Simone Noyer naît le 13 juin 1921 à Évreux (Eure). Le père est chef de manœuvre aux chemins de fer. Simone est l’aînée de deux filles.

Malgré ses parents qui souhaitent qu’elle fasse des études, Simone quitte l’école communale d’Évreux après le certificat, et se marie très tôt, à dix-sept ans. En 1938, Simone Noyer (17 ans) épouse Noël David, né le 24 décembre 1912 à Rouen, ouvrier métallurgiste affilié à un syndicat proche du Parti socialiste. Il veut aller aux colonies et suit des cours par correspondance pour acquérir les connaissances nécessaires. Un an après leur mariage, la guerre éclate.

Noël David est mobilisé. Simone retourne chez ses parents. Son mari est fait prisonnier.

Malade, il est renvoyé dans son foyer au début de 1941. Les David louent un appartement au Petit-Quevilly, dans la banlieue rouennaise.

Noël David pense toujours aller aux colonies : on lui offre un poste à Madagascar où il serait chef de plantation. Les David quittent le Petit-Quevilly, mettent leurs affaires chez un parent, s’installent dans un meublé au 8 ter, boulevard Jardin-l’Évêque à Évreux, font leurs préparatifs : passeports, démarches.
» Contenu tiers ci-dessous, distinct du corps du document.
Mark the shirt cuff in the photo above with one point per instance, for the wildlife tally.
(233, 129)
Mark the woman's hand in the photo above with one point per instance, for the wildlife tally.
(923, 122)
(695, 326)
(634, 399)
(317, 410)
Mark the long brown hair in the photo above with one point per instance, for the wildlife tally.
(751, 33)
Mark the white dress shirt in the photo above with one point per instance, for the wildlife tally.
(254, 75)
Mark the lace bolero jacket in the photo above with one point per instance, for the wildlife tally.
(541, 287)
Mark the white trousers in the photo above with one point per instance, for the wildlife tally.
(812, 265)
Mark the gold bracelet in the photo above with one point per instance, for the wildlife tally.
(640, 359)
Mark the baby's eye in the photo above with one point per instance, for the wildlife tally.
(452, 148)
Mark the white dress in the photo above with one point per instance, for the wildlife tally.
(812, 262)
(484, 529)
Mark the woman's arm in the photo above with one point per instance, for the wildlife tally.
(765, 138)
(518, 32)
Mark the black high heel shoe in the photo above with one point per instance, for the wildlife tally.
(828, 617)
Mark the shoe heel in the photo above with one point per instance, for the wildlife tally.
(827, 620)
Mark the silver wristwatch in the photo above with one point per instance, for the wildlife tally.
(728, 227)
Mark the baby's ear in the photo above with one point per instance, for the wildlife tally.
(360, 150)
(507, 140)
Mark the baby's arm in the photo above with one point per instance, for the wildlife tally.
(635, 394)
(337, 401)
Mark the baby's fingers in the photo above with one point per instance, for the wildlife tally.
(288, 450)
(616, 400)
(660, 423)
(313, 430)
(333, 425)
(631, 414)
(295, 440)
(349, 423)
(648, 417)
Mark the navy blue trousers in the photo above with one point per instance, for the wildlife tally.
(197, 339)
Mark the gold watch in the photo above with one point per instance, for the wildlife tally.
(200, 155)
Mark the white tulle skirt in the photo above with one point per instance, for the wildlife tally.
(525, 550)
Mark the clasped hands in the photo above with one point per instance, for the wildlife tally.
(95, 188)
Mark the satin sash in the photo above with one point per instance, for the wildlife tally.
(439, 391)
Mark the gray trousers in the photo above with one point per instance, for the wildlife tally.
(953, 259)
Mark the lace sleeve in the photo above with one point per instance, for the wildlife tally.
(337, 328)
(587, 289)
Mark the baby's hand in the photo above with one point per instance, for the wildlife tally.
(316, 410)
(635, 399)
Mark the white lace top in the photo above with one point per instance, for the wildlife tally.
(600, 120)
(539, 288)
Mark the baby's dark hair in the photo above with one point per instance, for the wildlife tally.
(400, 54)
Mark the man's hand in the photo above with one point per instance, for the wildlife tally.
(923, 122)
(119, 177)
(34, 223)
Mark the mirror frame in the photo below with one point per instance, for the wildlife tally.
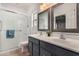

Ils achètent des malles.

En attendant [?], Noël David travaille pour un agent immobilier, chez qui son épouse occupe aussi un petit emploi aux écritures. En décembre 1941, il entre en contact avec le Parti communiste clandestin. Suivant des consignes données par la direction parisienne, il met en place le comité local du Secours populaire [1] d’Évreux, qu’il dirige dès sa création, recueillant des fonds pour assister financièrement les familles de militants communistes emprisonnés. Les parents de Simone, qui vivent à deux pas, ne se doutent pas des activités clandestines du couple.

Le 15 février 1942, lors d’un vaste coup de filet opéré à Paris par la brigade spéciale anticommuniste (BS 1) à la suite d’une série de filatures commencées avec l’identification d’André Pican, des noms, des adresses et des “passes” – par exemple l’une des deux moitiés d’une carte postale déchirée et dont chacun s’est vu remettre un bout – sont trouvés chez Félix Cadras, conduisant les inspecteurs à poursuivre leurs investigations jusqu’en province.

Le 24 février, un inconnu se fait accueillir chez les David en leur présentant un “passe”. Le soir même, ceux-ci ont des invités à dîner – les deux beaux-frères de Noël, Jean Buée et Roger Lefebvre, plus un ami, Henri Aubergier – pour une réunion clandestine du Secours populaire. Ayant assisté à la rencontre, le nouveau venu sort… puis revient avec des policiers : c’est un inspecteur de la BS1 en mission depuis Paris.

Au cours de la perquisition, un paquet de tracts, caché sous le matelas, échappe aux regards. C’est la jeune sœur de Simone qui, le lendemain ira les chercher et les brûlera.

Tous les convives sont emmenés à la préfecture d’Évreux. Simone est relâchée deux jours plus tard. Son père lui conseille de fuir, mais elle y renonce pour protéger sa famille, qui risquerait d’être arrêtée par mesure de représailles.

Le 27 février, convoquée la préfecture, elle s’y rend.

Elle est emmenée à Paris tout de suite, emprisonnée au dépôt (la Conciergerie, sous le Palais de Justice).